Particularmente, sendo leigo no assunto e apenas enquanto cidadão que tem uma reflexão inicial sobre a questão, acho bastante “desconfortável” para nós eleitores essa coisa de simplesmente impugnar um candidato e dar a vitória ao segundo colocado, como vem sendo feito nos últimos anos. Considero um total desrespeito à vontade popular manifesta pelo voto. Óbvio que não sou a favor da permanência no cargo de político corrupto que tenha sido eleito se valendo de meios ilícitos. Não se trata disso. Político com mandato conquistado desta forma tem efetivamente que ser cassado, após os devidos trâmites legais. Não obstante, o mais adequado seria a convocação imediata de novas eleições. Uma coisa é um pleito ter x, y e z como candidatos, e outra coisa é ter apenas y e z. Se na primeira situação y ficou em segundo, não significa que ficaria em primeiro lugar se fosse candidato sem a presença de x. Para mim, este é o ponto. Não é matemática simples, como parece entender os tribunais eleitorais, provavelmente ancorados nas legislações existentes. Trata-se de legislações e/ou entendimentos míopes, que vê bem algumas coisas e outras permanecem embaçadas.

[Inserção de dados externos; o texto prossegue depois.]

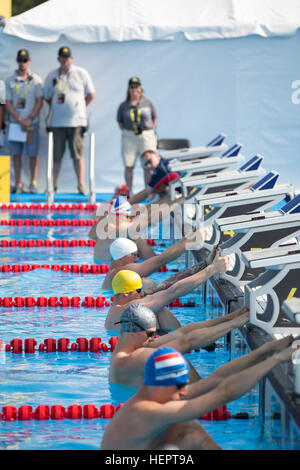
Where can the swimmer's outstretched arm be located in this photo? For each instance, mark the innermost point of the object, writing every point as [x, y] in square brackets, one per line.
[229, 389]
[200, 337]
[153, 264]
[183, 330]
[237, 365]
[158, 300]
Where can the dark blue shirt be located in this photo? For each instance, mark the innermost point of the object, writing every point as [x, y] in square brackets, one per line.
[160, 172]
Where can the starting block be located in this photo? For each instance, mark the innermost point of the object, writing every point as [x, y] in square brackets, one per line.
[214, 148]
[256, 231]
[271, 295]
[260, 196]
[230, 158]
[291, 308]
[219, 182]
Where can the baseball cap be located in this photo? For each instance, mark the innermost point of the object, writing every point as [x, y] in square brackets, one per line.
[122, 247]
[134, 81]
[64, 52]
[23, 54]
[120, 206]
[166, 180]
[165, 367]
[122, 189]
[135, 318]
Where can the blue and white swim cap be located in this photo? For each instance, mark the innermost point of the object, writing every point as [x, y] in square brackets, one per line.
[165, 367]
[121, 206]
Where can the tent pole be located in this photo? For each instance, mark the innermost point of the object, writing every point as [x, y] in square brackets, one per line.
[92, 196]
[50, 192]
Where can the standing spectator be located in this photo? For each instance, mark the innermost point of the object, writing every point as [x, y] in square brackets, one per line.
[68, 90]
[2, 109]
[137, 118]
[24, 99]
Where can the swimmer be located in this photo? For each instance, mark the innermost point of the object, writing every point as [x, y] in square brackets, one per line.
[127, 287]
[124, 253]
[138, 326]
[160, 177]
[164, 411]
[116, 220]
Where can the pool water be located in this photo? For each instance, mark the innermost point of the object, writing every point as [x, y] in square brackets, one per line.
[82, 377]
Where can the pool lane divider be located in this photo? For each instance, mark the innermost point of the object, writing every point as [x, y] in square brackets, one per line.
[50, 207]
[64, 301]
[74, 268]
[48, 223]
[50, 345]
[37, 243]
[90, 411]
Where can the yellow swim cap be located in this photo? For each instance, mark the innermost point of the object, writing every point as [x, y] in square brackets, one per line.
[126, 281]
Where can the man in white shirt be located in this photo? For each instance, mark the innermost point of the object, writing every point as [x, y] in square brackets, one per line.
[68, 90]
[24, 99]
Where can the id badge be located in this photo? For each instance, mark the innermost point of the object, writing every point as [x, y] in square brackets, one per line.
[60, 98]
[21, 103]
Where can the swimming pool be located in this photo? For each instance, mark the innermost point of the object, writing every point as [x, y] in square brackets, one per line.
[81, 378]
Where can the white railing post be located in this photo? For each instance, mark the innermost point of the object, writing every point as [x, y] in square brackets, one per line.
[92, 195]
[50, 191]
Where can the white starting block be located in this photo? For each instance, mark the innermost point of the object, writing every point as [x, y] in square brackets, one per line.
[229, 159]
[260, 196]
[267, 295]
[255, 231]
[219, 182]
[213, 148]
[291, 308]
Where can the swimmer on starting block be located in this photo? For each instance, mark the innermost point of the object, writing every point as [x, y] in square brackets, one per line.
[127, 287]
[124, 253]
[163, 413]
[118, 220]
[138, 326]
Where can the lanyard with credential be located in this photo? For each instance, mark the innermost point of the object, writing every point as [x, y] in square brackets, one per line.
[135, 115]
[59, 86]
[26, 88]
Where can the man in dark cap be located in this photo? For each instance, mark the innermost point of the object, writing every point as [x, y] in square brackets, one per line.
[24, 99]
[69, 90]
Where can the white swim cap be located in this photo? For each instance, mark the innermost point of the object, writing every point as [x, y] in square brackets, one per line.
[122, 247]
[120, 206]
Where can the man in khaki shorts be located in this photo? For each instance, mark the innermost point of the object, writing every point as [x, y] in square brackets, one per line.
[137, 118]
[68, 90]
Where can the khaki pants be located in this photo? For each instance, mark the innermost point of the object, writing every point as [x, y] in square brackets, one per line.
[134, 145]
[75, 139]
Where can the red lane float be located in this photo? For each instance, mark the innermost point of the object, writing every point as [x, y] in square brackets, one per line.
[49, 207]
[58, 412]
[89, 411]
[64, 301]
[45, 243]
[61, 345]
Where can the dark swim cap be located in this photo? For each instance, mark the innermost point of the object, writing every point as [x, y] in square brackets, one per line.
[165, 367]
[137, 317]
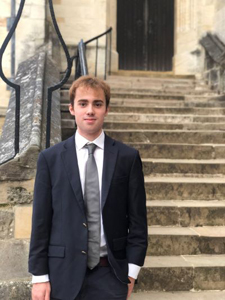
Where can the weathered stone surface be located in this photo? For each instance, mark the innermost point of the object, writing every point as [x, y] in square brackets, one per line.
[179, 151]
[13, 259]
[16, 192]
[188, 213]
[190, 295]
[179, 136]
[15, 289]
[181, 189]
[165, 279]
[23, 217]
[6, 223]
[30, 76]
[183, 241]
[167, 110]
[184, 167]
[209, 278]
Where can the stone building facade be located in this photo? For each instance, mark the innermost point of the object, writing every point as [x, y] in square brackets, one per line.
[85, 19]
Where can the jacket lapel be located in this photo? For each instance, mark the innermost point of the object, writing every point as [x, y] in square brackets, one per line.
[69, 157]
[109, 162]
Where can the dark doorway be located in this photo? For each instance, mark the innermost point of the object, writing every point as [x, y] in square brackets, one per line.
[145, 34]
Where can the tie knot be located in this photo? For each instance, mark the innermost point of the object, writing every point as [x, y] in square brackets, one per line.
[91, 148]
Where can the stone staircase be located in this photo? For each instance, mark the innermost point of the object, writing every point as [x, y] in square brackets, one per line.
[178, 125]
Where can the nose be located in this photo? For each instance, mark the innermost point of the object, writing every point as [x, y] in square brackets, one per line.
[90, 110]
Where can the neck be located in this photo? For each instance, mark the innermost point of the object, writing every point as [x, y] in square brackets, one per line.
[89, 137]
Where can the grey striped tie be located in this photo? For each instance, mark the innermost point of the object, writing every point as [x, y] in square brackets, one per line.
[92, 200]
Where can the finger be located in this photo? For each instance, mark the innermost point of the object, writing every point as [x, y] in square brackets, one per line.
[47, 295]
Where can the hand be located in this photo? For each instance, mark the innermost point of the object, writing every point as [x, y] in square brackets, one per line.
[41, 291]
[130, 286]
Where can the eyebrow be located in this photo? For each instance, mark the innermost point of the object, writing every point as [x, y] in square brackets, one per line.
[86, 100]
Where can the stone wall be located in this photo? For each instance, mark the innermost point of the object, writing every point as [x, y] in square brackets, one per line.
[219, 21]
[84, 20]
[30, 34]
[193, 19]
[34, 75]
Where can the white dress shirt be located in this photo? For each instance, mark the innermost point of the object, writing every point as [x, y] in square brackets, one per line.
[82, 156]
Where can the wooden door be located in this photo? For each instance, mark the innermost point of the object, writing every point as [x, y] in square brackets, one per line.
[145, 34]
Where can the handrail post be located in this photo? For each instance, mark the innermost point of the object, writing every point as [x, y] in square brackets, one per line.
[106, 50]
[82, 56]
[110, 53]
[96, 58]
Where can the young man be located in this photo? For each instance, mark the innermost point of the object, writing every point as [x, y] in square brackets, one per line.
[89, 228]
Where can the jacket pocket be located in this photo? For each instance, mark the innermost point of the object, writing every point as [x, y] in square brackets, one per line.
[120, 179]
[56, 251]
[120, 243]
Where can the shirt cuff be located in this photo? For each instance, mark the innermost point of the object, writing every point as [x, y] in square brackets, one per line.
[40, 278]
[133, 270]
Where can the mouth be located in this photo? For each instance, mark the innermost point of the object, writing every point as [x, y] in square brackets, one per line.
[90, 120]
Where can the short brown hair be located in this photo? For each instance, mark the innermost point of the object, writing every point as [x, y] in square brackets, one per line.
[92, 82]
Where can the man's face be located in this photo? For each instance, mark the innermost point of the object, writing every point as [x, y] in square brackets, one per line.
[89, 110]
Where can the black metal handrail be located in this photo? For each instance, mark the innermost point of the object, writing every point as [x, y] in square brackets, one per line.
[82, 48]
[16, 87]
[80, 63]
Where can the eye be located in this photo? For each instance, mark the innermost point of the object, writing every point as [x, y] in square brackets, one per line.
[98, 104]
[82, 104]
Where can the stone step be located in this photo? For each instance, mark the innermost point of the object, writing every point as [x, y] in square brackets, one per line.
[191, 295]
[165, 241]
[167, 103]
[161, 110]
[180, 151]
[168, 136]
[152, 126]
[136, 76]
[188, 213]
[159, 103]
[159, 118]
[15, 289]
[162, 96]
[169, 110]
[68, 124]
[186, 167]
[182, 273]
[184, 188]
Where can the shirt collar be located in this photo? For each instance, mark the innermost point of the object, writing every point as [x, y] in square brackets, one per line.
[81, 141]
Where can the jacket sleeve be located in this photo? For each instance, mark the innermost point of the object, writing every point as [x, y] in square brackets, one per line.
[137, 240]
[41, 220]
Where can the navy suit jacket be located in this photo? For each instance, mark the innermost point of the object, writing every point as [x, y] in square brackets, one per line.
[59, 234]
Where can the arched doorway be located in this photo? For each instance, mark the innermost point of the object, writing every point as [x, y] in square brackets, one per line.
[145, 34]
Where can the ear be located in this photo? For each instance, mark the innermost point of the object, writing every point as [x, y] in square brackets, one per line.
[71, 109]
[107, 110]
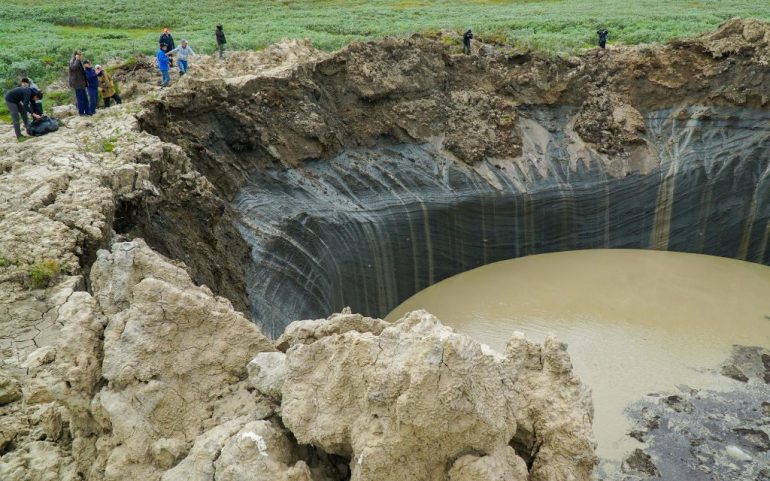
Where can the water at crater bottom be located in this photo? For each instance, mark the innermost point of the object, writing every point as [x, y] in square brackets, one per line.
[636, 321]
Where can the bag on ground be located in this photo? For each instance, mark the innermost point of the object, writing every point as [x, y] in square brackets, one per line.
[42, 126]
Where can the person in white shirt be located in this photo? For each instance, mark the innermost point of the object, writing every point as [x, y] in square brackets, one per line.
[183, 52]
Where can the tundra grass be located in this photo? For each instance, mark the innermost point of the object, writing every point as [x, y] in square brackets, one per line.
[37, 37]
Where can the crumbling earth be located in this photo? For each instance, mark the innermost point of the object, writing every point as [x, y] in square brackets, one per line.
[131, 358]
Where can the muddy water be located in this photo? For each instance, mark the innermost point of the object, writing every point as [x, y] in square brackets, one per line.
[636, 322]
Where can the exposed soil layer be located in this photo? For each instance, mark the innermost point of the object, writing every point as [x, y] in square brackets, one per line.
[367, 174]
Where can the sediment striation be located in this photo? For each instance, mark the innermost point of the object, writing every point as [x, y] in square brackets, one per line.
[363, 176]
[290, 183]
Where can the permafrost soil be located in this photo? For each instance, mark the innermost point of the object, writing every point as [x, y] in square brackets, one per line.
[294, 183]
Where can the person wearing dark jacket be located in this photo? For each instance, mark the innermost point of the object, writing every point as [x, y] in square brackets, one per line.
[19, 101]
[467, 36]
[221, 40]
[37, 105]
[77, 81]
[602, 33]
[92, 82]
[167, 40]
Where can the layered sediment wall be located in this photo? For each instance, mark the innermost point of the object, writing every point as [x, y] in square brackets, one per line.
[293, 181]
[371, 227]
[362, 176]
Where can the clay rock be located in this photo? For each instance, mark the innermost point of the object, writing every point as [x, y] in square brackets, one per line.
[267, 372]
[414, 397]
[556, 411]
[500, 465]
[241, 450]
[609, 122]
[9, 389]
[174, 361]
[307, 332]
[260, 452]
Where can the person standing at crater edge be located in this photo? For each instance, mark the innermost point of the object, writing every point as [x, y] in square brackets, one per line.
[183, 52]
[602, 33]
[167, 40]
[221, 40]
[77, 81]
[163, 64]
[467, 36]
[92, 84]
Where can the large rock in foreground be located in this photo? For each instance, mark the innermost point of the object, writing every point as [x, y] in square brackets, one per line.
[418, 401]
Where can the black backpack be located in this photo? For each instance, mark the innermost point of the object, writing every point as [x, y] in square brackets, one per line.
[42, 126]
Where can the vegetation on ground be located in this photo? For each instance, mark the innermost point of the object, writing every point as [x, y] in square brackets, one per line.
[37, 37]
[42, 273]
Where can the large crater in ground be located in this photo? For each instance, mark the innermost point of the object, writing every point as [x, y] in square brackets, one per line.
[361, 177]
[371, 227]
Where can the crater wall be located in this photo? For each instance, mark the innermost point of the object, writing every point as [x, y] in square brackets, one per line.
[370, 227]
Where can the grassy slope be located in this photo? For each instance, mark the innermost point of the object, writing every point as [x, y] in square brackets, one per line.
[38, 36]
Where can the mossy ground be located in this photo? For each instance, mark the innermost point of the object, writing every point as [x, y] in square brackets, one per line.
[38, 37]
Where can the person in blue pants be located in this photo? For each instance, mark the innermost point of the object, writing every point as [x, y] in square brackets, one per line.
[92, 86]
[163, 66]
[77, 81]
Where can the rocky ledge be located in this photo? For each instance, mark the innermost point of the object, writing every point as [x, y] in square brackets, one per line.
[119, 232]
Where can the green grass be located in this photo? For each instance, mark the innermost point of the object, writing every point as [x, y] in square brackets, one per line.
[38, 37]
[43, 273]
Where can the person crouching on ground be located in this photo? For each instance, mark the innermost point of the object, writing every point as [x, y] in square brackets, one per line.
[19, 101]
[92, 82]
[221, 40]
[77, 81]
[107, 87]
[165, 78]
[183, 53]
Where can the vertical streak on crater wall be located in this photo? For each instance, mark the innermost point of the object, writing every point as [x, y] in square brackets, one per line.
[371, 227]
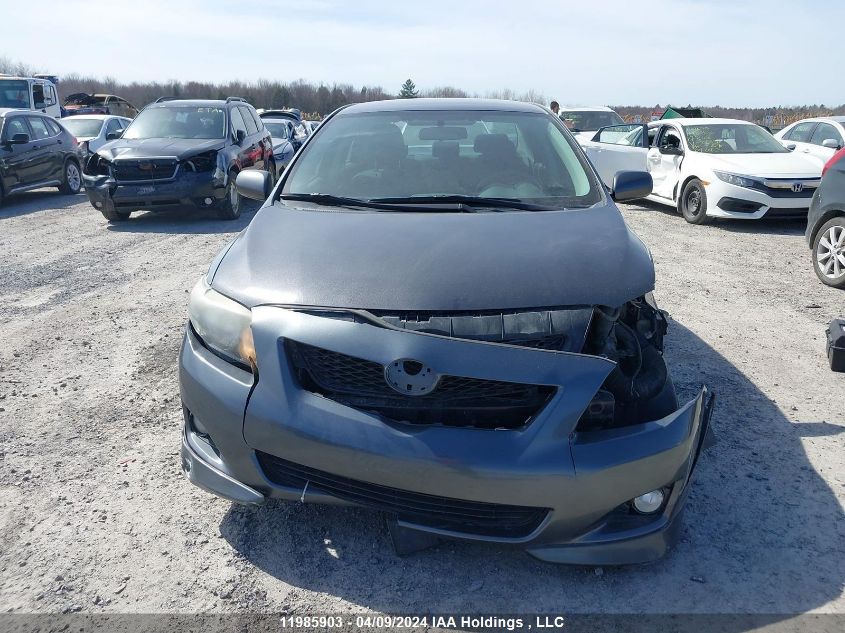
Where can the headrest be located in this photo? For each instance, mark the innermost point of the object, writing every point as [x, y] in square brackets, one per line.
[494, 144]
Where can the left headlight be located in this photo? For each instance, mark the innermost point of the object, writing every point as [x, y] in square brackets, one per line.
[222, 324]
[736, 179]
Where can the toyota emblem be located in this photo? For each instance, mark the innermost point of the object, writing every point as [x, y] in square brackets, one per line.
[410, 377]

Para esclarecer com uma situação concreta: em BH (apesar de morar aqui há 17 anos ainda não transferi meu título, portanto nem participei desta eleição em si), por exemplo, a eleição do prefeito Márcio Lacerda está sob suspeição na justiça eleitoral e ele corre o risco de ser cassado. Se isso ocorrer, assumirá o candidato Leonardo Quintão, do “isso dá pra fazer”. Só que a eleição sem a presença de Márcio Lacerda teria sido outra. Jô Soares, por exemplo, teria muito mais chances de ser eleita. Outros candidatos, dentre os que concorreram e os que poderiam concorrer, teriam chances de se destacar frente ao gosto dos eleitores etc. O que acho injusto é simplesmente transferir a vitória para o segundo colocado, como se fosse um concurso qualquer. Isso não dá pra fazer!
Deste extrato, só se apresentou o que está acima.